Selling cookie info to third-parties is a classic example of you can make money without doing evil.
RSS

WWW::Mechanize::Plugin::Web::Scraper

2008/06/11 filed under /perl

Joffie asked me if Web::Scraper could handle authentication while retrieving the website in question. A good question and after digging in Tatsuhiko's code, I noticed that you can simply dump HTML in the scrape function, instead of just the documented URI object.

I remembered Tatsuhiko mentioning integration with WWW::Mechanize somewhere but I couldn't find anything yet. So I decided to write the little Mechanize plugin. Shockingly, and completely surprising, it now carries the name WWW::Mechanize::Plugin::Web::Scraper.

Scrape the planet!

Posted by: B10m | permanent link | comments (1)

Perl code highlighters

2008/04/28 filed under /perl

Perl can be a real mess, yes. Everyone knows it, a few try to disagree, but in the end, you can make Perl code look very cryptic. So maybe this post isn't really fair. Never the less, I'd like to point out an annoyance I have noticed for some time now.

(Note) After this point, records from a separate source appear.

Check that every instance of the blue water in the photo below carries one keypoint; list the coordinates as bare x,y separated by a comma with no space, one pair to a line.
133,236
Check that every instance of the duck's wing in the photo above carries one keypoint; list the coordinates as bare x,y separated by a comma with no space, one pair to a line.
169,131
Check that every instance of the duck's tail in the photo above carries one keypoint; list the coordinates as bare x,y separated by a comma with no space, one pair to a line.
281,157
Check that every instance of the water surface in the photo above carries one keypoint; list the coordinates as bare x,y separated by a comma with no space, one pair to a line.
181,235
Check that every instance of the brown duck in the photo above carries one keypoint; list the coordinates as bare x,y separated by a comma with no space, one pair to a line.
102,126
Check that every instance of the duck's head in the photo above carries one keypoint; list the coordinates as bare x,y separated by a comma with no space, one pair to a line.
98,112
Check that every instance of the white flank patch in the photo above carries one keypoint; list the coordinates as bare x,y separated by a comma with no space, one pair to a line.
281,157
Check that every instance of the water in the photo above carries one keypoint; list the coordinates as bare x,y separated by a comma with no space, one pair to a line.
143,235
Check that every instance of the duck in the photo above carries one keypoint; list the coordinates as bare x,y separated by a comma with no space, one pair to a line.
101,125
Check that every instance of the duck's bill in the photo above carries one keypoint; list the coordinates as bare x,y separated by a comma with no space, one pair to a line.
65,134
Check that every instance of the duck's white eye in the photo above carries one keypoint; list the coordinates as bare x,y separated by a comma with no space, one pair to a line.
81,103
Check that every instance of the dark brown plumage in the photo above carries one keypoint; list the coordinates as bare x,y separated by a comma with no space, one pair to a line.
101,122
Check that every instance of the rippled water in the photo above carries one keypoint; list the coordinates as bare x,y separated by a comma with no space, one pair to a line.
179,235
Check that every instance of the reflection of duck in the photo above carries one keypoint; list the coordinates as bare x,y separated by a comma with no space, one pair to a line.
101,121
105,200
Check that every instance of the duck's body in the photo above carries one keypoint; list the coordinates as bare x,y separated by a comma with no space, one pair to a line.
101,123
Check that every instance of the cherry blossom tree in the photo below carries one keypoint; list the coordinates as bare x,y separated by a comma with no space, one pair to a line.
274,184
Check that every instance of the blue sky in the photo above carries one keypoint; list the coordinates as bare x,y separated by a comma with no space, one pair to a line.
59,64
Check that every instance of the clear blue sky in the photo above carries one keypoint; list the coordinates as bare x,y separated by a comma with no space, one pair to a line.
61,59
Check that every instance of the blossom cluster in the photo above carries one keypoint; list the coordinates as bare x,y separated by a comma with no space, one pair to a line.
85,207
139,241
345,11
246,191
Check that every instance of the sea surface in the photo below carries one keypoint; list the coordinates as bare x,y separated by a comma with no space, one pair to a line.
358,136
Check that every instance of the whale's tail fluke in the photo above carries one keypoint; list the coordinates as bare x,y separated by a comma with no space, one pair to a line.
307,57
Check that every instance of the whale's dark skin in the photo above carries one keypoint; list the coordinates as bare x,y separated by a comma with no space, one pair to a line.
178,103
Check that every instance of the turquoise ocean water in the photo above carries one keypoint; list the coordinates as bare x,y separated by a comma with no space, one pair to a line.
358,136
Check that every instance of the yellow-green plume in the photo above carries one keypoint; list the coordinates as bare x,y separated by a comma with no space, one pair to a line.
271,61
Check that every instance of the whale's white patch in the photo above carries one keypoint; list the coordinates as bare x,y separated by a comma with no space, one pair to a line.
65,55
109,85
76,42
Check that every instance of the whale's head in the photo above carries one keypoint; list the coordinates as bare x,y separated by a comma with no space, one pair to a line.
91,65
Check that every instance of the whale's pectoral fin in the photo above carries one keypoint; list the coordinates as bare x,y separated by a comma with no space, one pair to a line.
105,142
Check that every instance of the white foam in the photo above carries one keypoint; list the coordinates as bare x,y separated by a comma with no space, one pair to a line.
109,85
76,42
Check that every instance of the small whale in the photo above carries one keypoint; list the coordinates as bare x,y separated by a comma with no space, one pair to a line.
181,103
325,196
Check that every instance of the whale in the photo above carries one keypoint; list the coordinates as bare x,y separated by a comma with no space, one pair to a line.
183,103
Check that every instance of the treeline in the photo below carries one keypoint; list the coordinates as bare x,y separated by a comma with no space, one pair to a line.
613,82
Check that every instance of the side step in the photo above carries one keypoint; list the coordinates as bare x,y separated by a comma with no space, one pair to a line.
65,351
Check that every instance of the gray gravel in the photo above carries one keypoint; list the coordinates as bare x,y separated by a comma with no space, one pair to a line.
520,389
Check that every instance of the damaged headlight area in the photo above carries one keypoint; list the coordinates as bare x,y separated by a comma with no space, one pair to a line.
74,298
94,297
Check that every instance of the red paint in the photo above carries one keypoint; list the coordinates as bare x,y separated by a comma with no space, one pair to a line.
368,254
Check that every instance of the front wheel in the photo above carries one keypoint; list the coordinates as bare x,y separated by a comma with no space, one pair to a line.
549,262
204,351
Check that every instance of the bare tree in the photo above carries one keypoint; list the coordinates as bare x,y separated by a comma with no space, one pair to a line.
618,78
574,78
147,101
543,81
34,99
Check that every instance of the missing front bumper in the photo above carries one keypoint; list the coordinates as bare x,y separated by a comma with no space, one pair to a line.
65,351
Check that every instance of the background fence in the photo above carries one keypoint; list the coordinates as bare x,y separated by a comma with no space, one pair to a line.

All over the web, websites exist that allows you to dump some code. The website will highlight it accordingly to the chosen language. While this usually works fine, it fails a lot of times on the Perl variable $#. This special variable specifies the last index of a list. As you might guess, most highlighters see the hash and think: comment!

Let's use this code:

#!/usr/bin/perl

my @test = qw(Just another Perl Hacker);
print "Last index of the test list is:", $#test, "\n";
print "Oh, of course ... ", join " ", @test, "\n";

This is fairly easy code to follow, even for a non-Perl programmer, I believe, so it's up to you to figure out what it does ;-)

Now, let's see how a 10 random sites handle this:

Wrong (see the hash as a commenting prefix):

Correct:

Sad but true ...

Posted by: B10m | permanent link | comments (0)

CGI's UPLOAD_HOOK

2008/02/02 filed under /perl

Many a time, I see people asking and messing with CGI uploads and progress bars.

First of all, I believe an upload progress bar is the responsibility of the browser (client) and not of the server. The client knows the file size it is uploading and how many bytes it sent over the wire. Regardless, progress bars are fairly nice, especially with large(r) files. So let's see how we can implement one.

Perl is very well suited to show you the upload progress (I believe it's more tricky with PHP), due to the UPLOAD_HOOK facility of CGI

The documentation isn't too extensive, so let's just look at an example. First of all, you'd need to understand what needs to be done. After someone hits the upload button, we need to query the server over and over, to get the upload status. Javascript kicks in here.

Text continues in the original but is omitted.